Most of the deadly tumors were in the lungs and digestive system, according to the tally from the state's World Trade Center Responder Fatality Investigation Program.
Other deaths were traced to blood cancers and heart and circulatory diseases. Five ex-workers committed suicide, said Kitty Gelberg, who is tracking the deaths for the program.
Gelberg said she had not yet determined whether the number of cancer deaths was more or less than those typically occurring in men in their 20s to 50s who work as cops, firefighters or laborers - the majority of 9/11 workers.
"We are not saying all of these deaths are World Trade Center-related," Gelberg said. "Without the statistics, we are not making judgment."
She added that relatives of people who died of cancer may be likely to link their loved one's death to their 9/11 work and add them to the database, despite other possible factors.
But Gelberg said she is compiling the deaths from public sources, individuals and agencies and believes there is an overall undercount of workers who have died.

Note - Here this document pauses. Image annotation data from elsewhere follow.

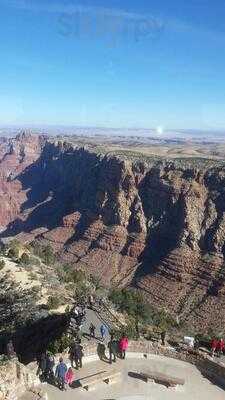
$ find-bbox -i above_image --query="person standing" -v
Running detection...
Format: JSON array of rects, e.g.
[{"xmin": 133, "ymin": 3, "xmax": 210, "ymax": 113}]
[
  {"xmin": 161, "ymin": 331, "xmax": 166, "ymax": 346},
  {"xmin": 65, "ymin": 367, "xmax": 74, "ymax": 386},
  {"xmin": 119, "ymin": 335, "xmax": 128, "ymax": 360},
  {"xmin": 108, "ymin": 335, "xmax": 118, "ymax": 364},
  {"xmin": 100, "ymin": 324, "xmax": 107, "ymax": 341},
  {"xmin": 89, "ymin": 323, "xmax": 96, "ymax": 338},
  {"xmin": 73, "ymin": 340, "xmax": 83, "ymax": 369},
  {"xmin": 55, "ymin": 357, "xmax": 67, "ymax": 390},
  {"xmin": 37, "ymin": 353, "xmax": 47, "ymax": 382},
  {"xmin": 211, "ymin": 338, "xmax": 218, "ymax": 357},
  {"xmin": 45, "ymin": 353, "xmax": 55, "ymax": 380},
  {"xmin": 217, "ymin": 338, "xmax": 225, "ymax": 357}
]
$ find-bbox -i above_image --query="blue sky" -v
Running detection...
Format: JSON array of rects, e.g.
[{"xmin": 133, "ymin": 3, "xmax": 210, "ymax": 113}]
[{"xmin": 0, "ymin": 0, "xmax": 225, "ymax": 129}]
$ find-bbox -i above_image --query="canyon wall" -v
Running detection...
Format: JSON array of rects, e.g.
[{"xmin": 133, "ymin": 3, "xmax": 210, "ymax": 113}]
[{"xmin": 0, "ymin": 137, "xmax": 225, "ymax": 331}]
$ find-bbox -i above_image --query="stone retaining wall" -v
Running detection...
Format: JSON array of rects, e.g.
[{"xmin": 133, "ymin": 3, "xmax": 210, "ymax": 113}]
[{"xmin": 0, "ymin": 341, "xmax": 225, "ymax": 400}]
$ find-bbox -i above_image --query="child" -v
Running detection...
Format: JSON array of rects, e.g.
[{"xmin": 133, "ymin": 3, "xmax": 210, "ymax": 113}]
[{"xmin": 65, "ymin": 367, "xmax": 74, "ymax": 386}]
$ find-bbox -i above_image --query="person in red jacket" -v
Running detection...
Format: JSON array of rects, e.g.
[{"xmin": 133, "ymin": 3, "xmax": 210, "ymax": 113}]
[
  {"xmin": 211, "ymin": 338, "xmax": 218, "ymax": 357},
  {"xmin": 217, "ymin": 338, "xmax": 225, "ymax": 357},
  {"xmin": 119, "ymin": 335, "xmax": 128, "ymax": 359}
]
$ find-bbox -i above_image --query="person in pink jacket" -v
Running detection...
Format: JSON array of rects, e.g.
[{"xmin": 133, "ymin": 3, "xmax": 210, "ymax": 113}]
[
  {"xmin": 65, "ymin": 367, "xmax": 74, "ymax": 386},
  {"xmin": 119, "ymin": 335, "xmax": 128, "ymax": 359}
]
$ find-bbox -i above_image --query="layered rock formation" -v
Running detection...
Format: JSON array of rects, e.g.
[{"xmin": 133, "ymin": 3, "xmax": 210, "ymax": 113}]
[{"xmin": 0, "ymin": 138, "xmax": 225, "ymax": 329}]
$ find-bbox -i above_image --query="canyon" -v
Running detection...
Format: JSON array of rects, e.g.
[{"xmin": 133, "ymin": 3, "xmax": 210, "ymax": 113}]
[{"xmin": 0, "ymin": 133, "xmax": 225, "ymax": 333}]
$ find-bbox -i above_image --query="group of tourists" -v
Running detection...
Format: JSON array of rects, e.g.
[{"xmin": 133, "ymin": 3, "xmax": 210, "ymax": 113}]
[{"xmin": 211, "ymin": 338, "xmax": 225, "ymax": 357}]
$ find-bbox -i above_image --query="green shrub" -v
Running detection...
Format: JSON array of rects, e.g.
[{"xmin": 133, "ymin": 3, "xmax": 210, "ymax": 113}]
[
  {"xmin": 20, "ymin": 253, "xmax": 30, "ymax": 265},
  {"xmin": 48, "ymin": 334, "xmax": 72, "ymax": 354},
  {"xmin": 47, "ymin": 296, "xmax": 61, "ymax": 310},
  {"xmin": 8, "ymin": 248, "xmax": 19, "ymax": 259}
]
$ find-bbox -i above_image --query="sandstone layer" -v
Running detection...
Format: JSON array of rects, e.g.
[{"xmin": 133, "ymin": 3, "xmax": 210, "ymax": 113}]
[{"xmin": 0, "ymin": 135, "xmax": 225, "ymax": 331}]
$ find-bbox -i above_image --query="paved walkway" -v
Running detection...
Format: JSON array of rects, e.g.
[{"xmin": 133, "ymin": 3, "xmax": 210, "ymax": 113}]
[{"xmin": 41, "ymin": 356, "xmax": 225, "ymax": 400}]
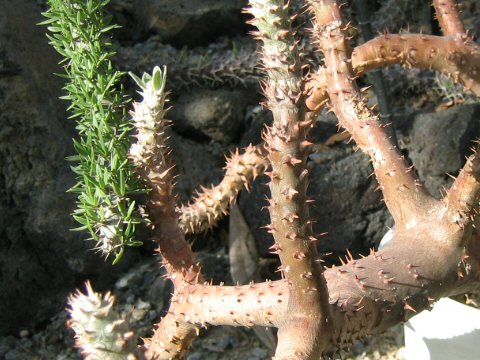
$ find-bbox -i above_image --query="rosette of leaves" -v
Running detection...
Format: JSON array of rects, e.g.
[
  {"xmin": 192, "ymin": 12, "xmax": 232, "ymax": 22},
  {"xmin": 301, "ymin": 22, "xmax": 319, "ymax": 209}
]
[{"xmin": 42, "ymin": 0, "xmax": 143, "ymax": 263}]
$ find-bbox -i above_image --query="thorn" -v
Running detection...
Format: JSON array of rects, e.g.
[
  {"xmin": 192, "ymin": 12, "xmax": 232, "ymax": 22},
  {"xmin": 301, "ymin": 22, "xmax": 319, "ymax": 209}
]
[{"xmin": 403, "ymin": 302, "xmax": 417, "ymax": 313}]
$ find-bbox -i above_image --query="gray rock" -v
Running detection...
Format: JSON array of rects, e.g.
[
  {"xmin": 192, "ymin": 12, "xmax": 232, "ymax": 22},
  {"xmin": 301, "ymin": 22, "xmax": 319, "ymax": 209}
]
[
  {"xmin": 169, "ymin": 89, "xmax": 247, "ymax": 144},
  {"xmin": 404, "ymin": 104, "xmax": 480, "ymax": 197},
  {"xmin": 133, "ymin": 0, "xmax": 247, "ymax": 46}
]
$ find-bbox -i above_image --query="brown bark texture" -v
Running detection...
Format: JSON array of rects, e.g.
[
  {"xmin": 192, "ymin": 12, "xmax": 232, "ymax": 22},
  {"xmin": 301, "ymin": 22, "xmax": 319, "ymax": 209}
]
[{"xmin": 66, "ymin": 0, "xmax": 480, "ymax": 360}]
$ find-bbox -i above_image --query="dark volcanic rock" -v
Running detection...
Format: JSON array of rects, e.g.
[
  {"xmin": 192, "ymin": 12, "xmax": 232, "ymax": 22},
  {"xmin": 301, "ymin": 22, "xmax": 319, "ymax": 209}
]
[
  {"xmin": 405, "ymin": 104, "xmax": 480, "ymax": 197},
  {"xmin": 133, "ymin": 0, "xmax": 247, "ymax": 46}
]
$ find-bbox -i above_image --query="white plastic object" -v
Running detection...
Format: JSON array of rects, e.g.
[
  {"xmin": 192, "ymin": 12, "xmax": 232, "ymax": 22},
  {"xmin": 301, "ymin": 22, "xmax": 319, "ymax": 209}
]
[{"xmin": 404, "ymin": 298, "xmax": 480, "ymax": 360}]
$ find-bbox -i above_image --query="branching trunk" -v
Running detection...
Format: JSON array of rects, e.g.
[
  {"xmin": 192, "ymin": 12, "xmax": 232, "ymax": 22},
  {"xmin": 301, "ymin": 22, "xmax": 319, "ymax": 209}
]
[{"xmin": 59, "ymin": 0, "xmax": 480, "ymax": 360}]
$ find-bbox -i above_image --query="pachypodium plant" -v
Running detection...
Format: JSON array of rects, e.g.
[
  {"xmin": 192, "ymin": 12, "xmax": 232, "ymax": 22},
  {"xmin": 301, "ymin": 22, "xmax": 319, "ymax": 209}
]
[{"xmin": 42, "ymin": 0, "xmax": 480, "ymax": 359}]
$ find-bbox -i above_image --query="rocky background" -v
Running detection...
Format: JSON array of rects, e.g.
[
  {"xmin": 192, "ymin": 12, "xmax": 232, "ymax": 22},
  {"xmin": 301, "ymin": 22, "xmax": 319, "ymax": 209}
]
[{"xmin": 0, "ymin": 0, "xmax": 480, "ymax": 360}]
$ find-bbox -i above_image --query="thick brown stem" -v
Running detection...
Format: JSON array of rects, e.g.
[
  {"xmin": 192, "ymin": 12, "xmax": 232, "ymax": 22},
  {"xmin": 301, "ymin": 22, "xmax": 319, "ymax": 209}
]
[
  {"xmin": 249, "ymin": 0, "xmax": 332, "ymax": 359},
  {"xmin": 433, "ymin": 0, "xmax": 465, "ymax": 35},
  {"xmin": 444, "ymin": 149, "xmax": 480, "ymax": 228},
  {"xmin": 163, "ymin": 224, "xmax": 480, "ymax": 352},
  {"xmin": 310, "ymin": 1, "xmax": 430, "ymax": 227},
  {"xmin": 352, "ymin": 34, "xmax": 480, "ymax": 95}
]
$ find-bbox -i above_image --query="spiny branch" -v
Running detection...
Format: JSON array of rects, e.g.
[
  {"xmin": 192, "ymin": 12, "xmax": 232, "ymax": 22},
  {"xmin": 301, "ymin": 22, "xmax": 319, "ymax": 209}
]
[
  {"xmin": 433, "ymin": 0, "xmax": 466, "ymax": 35},
  {"xmin": 352, "ymin": 34, "xmax": 480, "ymax": 96},
  {"xmin": 177, "ymin": 145, "xmax": 268, "ymax": 234},
  {"xmin": 130, "ymin": 67, "xmax": 201, "ymax": 359},
  {"xmin": 248, "ymin": 0, "xmax": 332, "ymax": 359}
]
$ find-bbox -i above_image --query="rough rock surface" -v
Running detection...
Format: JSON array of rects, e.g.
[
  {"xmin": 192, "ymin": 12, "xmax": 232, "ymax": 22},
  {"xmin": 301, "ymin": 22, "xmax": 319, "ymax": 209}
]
[
  {"xmin": 169, "ymin": 88, "xmax": 248, "ymax": 144},
  {"xmin": 133, "ymin": 0, "xmax": 247, "ymax": 46},
  {"xmin": 0, "ymin": 0, "xmax": 125, "ymax": 334},
  {"xmin": 0, "ymin": 0, "xmax": 224, "ymax": 335},
  {"xmin": 405, "ymin": 104, "xmax": 480, "ymax": 198}
]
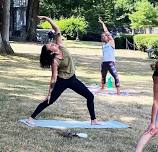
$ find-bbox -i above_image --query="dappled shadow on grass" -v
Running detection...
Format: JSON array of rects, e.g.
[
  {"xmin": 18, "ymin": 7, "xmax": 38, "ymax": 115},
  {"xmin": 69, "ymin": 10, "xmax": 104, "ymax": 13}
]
[{"xmin": 0, "ymin": 49, "xmax": 158, "ymax": 152}]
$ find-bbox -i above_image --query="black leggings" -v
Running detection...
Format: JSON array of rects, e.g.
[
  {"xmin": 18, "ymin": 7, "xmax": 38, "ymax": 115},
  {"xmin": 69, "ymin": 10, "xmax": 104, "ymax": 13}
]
[
  {"xmin": 101, "ymin": 61, "xmax": 120, "ymax": 87},
  {"xmin": 31, "ymin": 75, "xmax": 96, "ymax": 120}
]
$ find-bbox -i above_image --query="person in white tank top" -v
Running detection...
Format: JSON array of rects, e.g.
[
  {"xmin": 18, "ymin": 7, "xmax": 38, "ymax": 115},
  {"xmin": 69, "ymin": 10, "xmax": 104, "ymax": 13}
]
[{"xmin": 98, "ymin": 17, "xmax": 120, "ymax": 95}]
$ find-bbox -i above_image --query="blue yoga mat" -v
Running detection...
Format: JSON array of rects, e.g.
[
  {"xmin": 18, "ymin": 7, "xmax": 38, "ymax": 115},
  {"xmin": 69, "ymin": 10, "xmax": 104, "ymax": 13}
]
[{"xmin": 19, "ymin": 119, "xmax": 129, "ymax": 129}]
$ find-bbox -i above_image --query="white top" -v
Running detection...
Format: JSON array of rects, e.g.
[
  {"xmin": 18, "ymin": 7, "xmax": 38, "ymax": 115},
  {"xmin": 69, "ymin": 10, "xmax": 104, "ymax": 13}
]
[{"xmin": 102, "ymin": 43, "xmax": 115, "ymax": 62}]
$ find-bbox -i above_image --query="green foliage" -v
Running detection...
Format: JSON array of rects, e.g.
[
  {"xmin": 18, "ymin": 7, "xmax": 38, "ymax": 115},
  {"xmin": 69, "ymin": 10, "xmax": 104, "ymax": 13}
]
[
  {"xmin": 129, "ymin": 0, "xmax": 158, "ymax": 29},
  {"xmin": 134, "ymin": 34, "xmax": 158, "ymax": 51},
  {"xmin": 57, "ymin": 16, "xmax": 88, "ymax": 39},
  {"xmin": 40, "ymin": 16, "xmax": 88, "ymax": 39},
  {"xmin": 115, "ymin": 34, "xmax": 133, "ymax": 49}
]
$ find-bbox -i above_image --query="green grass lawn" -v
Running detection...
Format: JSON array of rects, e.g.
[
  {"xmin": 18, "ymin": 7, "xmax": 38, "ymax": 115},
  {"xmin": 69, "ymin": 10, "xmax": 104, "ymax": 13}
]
[{"xmin": 0, "ymin": 41, "xmax": 158, "ymax": 152}]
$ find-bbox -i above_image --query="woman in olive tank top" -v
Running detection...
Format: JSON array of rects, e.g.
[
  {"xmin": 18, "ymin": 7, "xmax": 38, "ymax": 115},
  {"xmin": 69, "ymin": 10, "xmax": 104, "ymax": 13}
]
[{"xmin": 27, "ymin": 16, "xmax": 99, "ymax": 125}]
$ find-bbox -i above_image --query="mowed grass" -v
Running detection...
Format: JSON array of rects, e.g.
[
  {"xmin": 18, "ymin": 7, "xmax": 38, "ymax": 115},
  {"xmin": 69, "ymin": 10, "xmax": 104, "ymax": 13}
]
[{"xmin": 0, "ymin": 41, "xmax": 158, "ymax": 152}]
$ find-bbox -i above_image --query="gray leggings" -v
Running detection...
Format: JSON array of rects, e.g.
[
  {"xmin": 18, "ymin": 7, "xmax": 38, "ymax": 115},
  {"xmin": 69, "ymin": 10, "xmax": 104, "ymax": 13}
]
[{"xmin": 101, "ymin": 61, "xmax": 120, "ymax": 87}]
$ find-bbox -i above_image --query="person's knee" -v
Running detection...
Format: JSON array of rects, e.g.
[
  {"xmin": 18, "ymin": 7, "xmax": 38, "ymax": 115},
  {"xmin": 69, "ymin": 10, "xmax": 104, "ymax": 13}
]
[{"xmin": 87, "ymin": 93, "xmax": 94, "ymax": 101}]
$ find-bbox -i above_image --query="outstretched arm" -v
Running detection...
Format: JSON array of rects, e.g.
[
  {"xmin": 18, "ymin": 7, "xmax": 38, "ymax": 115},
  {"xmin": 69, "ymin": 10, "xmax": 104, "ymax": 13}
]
[{"xmin": 38, "ymin": 16, "xmax": 62, "ymax": 45}]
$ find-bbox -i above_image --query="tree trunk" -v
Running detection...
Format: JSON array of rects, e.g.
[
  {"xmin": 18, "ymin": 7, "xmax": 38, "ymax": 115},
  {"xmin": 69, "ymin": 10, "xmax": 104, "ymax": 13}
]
[
  {"xmin": 0, "ymin": 0, "xmax": 14, "ymax": 54},
  {"xmin": 26, "ymin": 0, "xmax": 39, "ymax": 41}
]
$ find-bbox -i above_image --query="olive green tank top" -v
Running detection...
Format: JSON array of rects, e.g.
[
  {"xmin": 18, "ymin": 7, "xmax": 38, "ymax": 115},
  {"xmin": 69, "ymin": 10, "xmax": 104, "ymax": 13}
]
[{"xmin": 55, "ymin": 46, "xmax": 75, "ymax": 79}]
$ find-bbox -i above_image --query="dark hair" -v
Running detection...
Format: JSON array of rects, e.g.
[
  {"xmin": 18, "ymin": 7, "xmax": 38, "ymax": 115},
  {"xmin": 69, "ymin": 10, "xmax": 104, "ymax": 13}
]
[{"xmin": 40, "ymin": 45, "xmax": 55, "ymax": 68}]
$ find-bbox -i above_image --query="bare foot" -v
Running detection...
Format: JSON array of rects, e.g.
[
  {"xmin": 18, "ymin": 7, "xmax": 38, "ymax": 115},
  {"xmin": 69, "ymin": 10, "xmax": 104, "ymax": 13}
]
[
  {"xmin": 91, "ymin": 119, "xmax": 101, "ymax": 125},
  {"xmin": 26, "ymin": 117, "xmax": 35, "ymax": 125}
]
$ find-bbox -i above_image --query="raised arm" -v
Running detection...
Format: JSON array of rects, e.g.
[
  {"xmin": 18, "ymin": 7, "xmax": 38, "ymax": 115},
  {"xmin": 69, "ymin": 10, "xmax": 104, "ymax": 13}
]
[{"xmin": 38, "ymin": 16, "xmax": 62, "ymax": 45}]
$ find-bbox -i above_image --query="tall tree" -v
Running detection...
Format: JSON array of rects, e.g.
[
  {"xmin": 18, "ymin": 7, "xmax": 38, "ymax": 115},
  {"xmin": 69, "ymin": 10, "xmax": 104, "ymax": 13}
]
[
  {"xmin": 26, "ymin": 0, "xmax": 39, "ymax": 41},
  {"xmin": 129, "ymin": 0, "xmax": 158, "ymax": 29},
  {"xmin": 0, "ymin": 0, "xmax": 14, "ymax": 54}
]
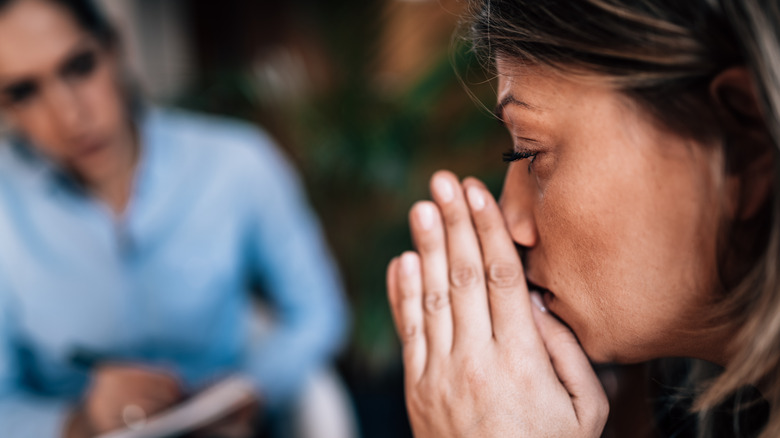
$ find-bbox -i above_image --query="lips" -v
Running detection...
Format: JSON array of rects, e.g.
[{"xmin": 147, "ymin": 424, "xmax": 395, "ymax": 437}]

The statistics cover Sept. 12, 2001, through yesterday.
The city Health Department said it was "actively examining whether deaths have been elevated as a result of 9/11."
Last year, the head of Mount Sinai Medical Center's monitoring and treatment program, Dr. Robin Herbert, predicted a "third wave" of 9/11-related deaths from cancer.
"We know people were exposed to carcinogens. There was benzene, dioxin, asbestos," said her colleague Dr. Philip Landrigan. "There's reason to be concerned, so we're engaged in watchful waiting. So far, there's no excess."